You can be an expert or a novice with the same result. It can be incredibly challenging and entirely easy all at the same time. You can do it in any language and you will always be understood. It is never – and I mean never – a poor use of time. It is appropriate for any and all situations, under any and all circumstances.

Our world is in desperate need of this and honestly, it can’t be overdone. There is not one person walking this earth that doesn’t need this – nor one person that doesn’t deserve it. It changes things. Plain and simple. It heals what is broken, makes new what has failed and finds what has been lost.

It is not magic, yet it can often be mistaken for something that should be as easy as the snap of your fingers or the wave of your hand. It can take moments or years and sometimes requires a dedication of time and energy that leaves you tired and weary, yet you continue, as you know no other way to be.   
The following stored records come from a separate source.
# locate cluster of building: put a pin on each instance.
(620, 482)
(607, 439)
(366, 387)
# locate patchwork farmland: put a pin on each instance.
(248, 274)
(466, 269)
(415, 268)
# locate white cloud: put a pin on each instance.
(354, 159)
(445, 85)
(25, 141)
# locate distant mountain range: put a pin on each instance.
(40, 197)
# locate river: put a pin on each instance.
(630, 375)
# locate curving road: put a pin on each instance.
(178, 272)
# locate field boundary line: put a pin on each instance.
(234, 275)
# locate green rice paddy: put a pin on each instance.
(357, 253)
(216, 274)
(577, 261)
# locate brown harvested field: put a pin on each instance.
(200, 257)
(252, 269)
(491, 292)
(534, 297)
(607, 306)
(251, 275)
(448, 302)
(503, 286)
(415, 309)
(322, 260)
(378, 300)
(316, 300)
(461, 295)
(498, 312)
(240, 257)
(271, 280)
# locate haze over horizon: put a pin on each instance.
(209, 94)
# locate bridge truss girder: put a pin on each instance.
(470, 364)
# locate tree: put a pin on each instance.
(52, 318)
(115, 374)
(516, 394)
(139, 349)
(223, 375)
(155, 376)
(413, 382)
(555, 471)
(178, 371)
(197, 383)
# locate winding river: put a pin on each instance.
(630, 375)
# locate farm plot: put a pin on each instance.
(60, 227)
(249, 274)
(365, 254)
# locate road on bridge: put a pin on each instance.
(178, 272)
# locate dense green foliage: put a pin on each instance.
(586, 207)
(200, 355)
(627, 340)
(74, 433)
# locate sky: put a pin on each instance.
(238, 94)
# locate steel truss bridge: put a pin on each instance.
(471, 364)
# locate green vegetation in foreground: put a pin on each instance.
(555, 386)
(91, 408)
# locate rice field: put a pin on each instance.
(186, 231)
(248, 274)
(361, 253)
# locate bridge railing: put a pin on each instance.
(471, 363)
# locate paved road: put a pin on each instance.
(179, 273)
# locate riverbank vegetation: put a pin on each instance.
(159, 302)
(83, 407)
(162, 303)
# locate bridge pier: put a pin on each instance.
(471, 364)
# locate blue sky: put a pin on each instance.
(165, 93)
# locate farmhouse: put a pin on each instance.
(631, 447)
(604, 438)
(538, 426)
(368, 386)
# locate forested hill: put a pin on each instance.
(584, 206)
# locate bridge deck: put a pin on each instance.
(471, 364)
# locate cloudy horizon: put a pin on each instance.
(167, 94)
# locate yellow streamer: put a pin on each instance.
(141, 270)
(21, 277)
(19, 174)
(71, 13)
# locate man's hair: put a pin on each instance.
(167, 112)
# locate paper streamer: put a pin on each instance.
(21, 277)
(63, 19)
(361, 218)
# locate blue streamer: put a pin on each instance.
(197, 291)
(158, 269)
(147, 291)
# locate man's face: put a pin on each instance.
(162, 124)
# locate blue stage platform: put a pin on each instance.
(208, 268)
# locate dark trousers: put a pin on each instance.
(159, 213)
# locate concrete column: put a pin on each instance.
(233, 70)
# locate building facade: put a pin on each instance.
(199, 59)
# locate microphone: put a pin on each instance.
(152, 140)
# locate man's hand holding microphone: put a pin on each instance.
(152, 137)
At some point it becomes part of you, as natural a rhythm to your day and life as the beating of your heart. You no longer need to make a conscious choice to do it. It somehow becomes as necessary as the air you breathe. In and out – in good times and in bad. In and out – a plea for help or an unloading of gratitude. It is a constant grounding in truth.

It works best in the quiet but can also break through the noise around you in a way nothing else can. It’s better than a long-awaited homecoming, more comforting than the embrace of your favorite person and more refreshing than the feel of the ocean on a hot summer’s day.

It is always available and never runs out. It can be specific or general, rooted in frustration and anger, joy and thanksgiving or fear and foreboding and it will always be received. There are no firewalls, spam folders or undeliverables – only acceptance, openness and answers.  

It requires honesty and vulnerability – a submission to the truth that you do not know it all and an openness to answers you may not expect or understand. There is freedom in that, but it takes a level of “letting-go” that can, at first, be entirely disarming. Once you feel the peace this brings however, you will run to it over and over again like a child running to her parent’s open arms.

You won’t know if you don’t try. It may feel awkward at first or you may feel somehow inept or unworthy, as if you need some sort of certificate or degree to participate. It’s a risk, you know. You may try it and not get the answer you were hoping for or maybe it just doesn’t come on your timeline. Do it once and you’re sure to want to try it again. It can be addictive – a little here, a little there and all of a sudden you find yourself entirely dependent – in the best way.

“What is prayer?”, you say? Yes. That’s it. Prayer. Prayer is (always) the answer.